RICHMOND, Va. -- A teacher shot, a student stabbed, and loaded guns taken into classrooms. All recently made headlines in Virginia, causing safety concerns among parents and school leaders.
CBS 6 requested data from Central Virginia school districts to analyze just how frequently similar school safety threats are occurring.
Since the start of the 2021-2022 academic year, dozens of weapons have been recovered from students on school property across the region. According to Student Codes of Conduct, weapons are defined as firearms, BB guns, knives, tasers, mace or other objects that can be used as weapons.
School districts provided the following data on weapons offenses for the 2021-2022 and 2022-2023 school year:
- 43 weapons were recovered from Richmond Public Schools. RPS did not specify how many of those weapons were firearms.
- 33 weapons were recovered from Hanover Public Schools. None of them included firearms.
- 119 weapons were recovered from Henrico Public Schools, including 13 guns.
- Chesterfield Schools did not give CBS 6 the requested information.
“There are more guns than there are people in the United States, so guns going into schools is not an unreasonable occurrence," said Dr. William Pelfrey, a professor of criminal justice at VCU. "Conflicts that would have been resolved through fists 5, 10, or 20 years ago are now being resolved through firearms.”
Numbers from the Virginia Department of Education revealed reported behaviors of a safety concern during the last school year:
- 3,916 events in Richmond Public Schools
- 871 events in Hanover Public Schools
- 4,471 events in Henrico Public Schools
- 5,156 events in Chesterfield Public Schools
The 2021-2022 school year marked the first year VDOE published such behavioral data.
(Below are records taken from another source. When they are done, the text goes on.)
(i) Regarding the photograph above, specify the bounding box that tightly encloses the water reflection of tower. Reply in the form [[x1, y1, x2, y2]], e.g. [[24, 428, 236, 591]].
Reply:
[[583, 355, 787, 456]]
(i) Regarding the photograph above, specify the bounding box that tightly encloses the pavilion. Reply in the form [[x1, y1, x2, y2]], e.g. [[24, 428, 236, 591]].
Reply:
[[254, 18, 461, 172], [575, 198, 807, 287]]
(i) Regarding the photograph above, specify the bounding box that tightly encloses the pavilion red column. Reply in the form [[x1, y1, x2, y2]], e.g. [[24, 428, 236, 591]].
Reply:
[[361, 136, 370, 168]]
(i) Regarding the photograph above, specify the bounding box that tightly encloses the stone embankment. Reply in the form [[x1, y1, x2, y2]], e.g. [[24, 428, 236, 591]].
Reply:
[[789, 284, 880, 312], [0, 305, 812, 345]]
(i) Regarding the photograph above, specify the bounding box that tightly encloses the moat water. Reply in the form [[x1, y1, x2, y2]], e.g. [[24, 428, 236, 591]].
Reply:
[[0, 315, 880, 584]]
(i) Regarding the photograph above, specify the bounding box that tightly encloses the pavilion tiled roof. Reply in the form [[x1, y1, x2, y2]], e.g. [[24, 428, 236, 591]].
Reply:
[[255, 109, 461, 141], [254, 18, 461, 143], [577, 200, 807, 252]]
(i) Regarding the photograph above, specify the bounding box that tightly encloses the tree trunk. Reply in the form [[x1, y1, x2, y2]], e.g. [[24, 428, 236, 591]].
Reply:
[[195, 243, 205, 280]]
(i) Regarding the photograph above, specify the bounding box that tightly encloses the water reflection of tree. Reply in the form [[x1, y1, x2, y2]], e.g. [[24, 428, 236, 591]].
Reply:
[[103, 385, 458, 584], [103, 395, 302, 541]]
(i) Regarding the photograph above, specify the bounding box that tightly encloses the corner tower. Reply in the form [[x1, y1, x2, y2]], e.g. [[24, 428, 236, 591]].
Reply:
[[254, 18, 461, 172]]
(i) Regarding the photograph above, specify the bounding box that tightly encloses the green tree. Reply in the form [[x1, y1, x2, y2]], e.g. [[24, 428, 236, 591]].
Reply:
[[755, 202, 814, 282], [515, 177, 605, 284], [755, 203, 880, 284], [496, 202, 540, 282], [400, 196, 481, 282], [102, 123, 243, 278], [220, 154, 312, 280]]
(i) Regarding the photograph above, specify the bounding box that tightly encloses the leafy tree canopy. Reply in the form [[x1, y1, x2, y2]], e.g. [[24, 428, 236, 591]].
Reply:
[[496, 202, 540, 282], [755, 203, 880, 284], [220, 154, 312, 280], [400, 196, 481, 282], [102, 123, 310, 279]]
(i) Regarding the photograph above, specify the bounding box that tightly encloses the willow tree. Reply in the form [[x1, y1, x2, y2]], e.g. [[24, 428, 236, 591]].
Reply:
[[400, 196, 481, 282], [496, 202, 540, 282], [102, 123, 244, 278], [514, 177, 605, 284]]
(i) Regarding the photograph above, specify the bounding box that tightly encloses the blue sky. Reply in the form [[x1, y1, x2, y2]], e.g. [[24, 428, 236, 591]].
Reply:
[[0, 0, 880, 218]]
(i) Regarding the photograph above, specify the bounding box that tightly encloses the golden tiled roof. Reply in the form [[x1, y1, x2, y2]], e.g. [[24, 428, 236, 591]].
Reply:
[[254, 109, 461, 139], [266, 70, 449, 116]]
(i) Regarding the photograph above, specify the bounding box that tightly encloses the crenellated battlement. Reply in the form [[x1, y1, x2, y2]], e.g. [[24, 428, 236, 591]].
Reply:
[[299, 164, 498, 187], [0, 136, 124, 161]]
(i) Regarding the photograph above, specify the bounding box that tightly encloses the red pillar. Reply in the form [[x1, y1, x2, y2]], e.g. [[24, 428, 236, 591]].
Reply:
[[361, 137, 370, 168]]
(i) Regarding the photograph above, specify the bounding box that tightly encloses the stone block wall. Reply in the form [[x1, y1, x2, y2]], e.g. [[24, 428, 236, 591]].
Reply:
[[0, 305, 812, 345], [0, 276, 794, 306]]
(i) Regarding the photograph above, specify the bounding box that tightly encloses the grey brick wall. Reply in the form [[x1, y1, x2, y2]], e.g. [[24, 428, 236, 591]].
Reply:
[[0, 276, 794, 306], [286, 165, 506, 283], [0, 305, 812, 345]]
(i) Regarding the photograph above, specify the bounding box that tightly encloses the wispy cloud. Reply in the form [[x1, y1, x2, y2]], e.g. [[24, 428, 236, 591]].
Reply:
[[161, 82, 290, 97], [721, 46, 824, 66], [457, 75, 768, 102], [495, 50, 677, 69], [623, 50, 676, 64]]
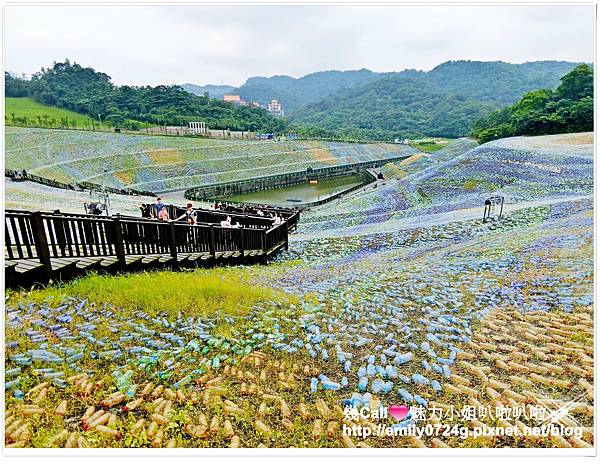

“The ratios of occurrences of unsafe events to the number of students is really high. It's like one-in-five or one-in-six," Pelfrey said. "So that means that at some point in a school year, a lot of students are going to be impacted.”
So, what can school leaders do to ensure safety?
“Schools tend to think that they don't have a lot of tools to secure safety in schools, and I think they're wrong," Pelfrey said.
Pelfrey, who said he has researched bullying intervention at school divisions, said most of the time, school districts explore avenues such as installing metal detectors and adding school resource officers.
Both of those measures typically draw mixed reactions from parents and experts.
"Magnetometers or metal detectors will catch the majority of firearms that go through them, but students are clever. They're going to find ways to get things into school that shouldn't get into school," Pelfrey said. "School resource officers are a great resource when they're utilized properly. When you view the SRO as somebody who's there to catch bad guys, that's a little bit late. The SRO instead represents a vehicle for information sharing and a way to secure public trust where students can gain trust in the police and then participate in an information exchange."
Richmond currently uses metal detectors at five high schools and two specialty schools. Henrico is about to begin a field test of metal detectors at middle and high schools this month. Chesterfield and Hanover do not use metal detectors.
Pelfrey said cultivating a climate of safety begins with empowering students to take ownership of their own safety. He said principals and teachers should encourage students to intervene in healthy manners when they notice conflict, whether it be online or in person.
Oftentimes, he said students are the first to notice a potential issue among their peers and that they have access to information that will never make it up to a staff member.
“When students are tasked or encouraged to be conflict interrupters, they can do it," Pelfrey said. "You just need a few leaders to show this really works in schools, and then they obviate serious problems before they become, well, deadly problems.”
He said schools are one of the top five locations for calls for police services across the country which use up a substantial amount of police resources. Many times, he said it's because threats will begin on social media and materialize into "major concerns" of threats or violence on campus.